Quantal diffusion description of isotope production by multinucleon transfer mechanism in ${}^{48}\text{Ca}+{}^{238}\text{U}$ collisions

TL;DR

This paper extends the quantal diffusion model, based on stochastic mean-field and TDHF theories, to predict heavy neutron-rich isotope production in ${}^{48} ext{Ca}+{}^{238} ext{U}$ collisions without adjustable parameters.

Contribution

It introduces a parameter-free quantal diffusion approach derived from TDHF to accurately predict isotope production cross-sections in multinucleon transfer reactions.

Findings

Successfully predicts production cross-sections of neutron-rich isotopes.

Provides a parameter-free method based on microscopic theories.

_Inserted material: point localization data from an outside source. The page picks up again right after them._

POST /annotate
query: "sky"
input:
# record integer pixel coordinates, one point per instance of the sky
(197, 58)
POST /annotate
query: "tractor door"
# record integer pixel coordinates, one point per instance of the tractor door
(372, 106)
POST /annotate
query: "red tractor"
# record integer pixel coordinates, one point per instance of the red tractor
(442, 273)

Includes secondary particle emission effects with GEMINI++.

Abstract

As an extension of previous work, we calculate the production cross-section of heavy neutron-rich isotopes by employing the quantal diffusion description to ${}^{48} \text{Ca} + {}^{238} \text{U}$ collisions. The quantal diffusion is deduced from stochastic mean-field approach, and transport properties are determined in terms of time-dependent single-particle wave functions of the time-dependent Hartree-Fock (TDHF) theory. As a result, the approach allows for prediction of production cross-sections without any adjustable parameters. The secondary cross-sections by particle emission are calculated with the help of the statistical GEMINI++ code.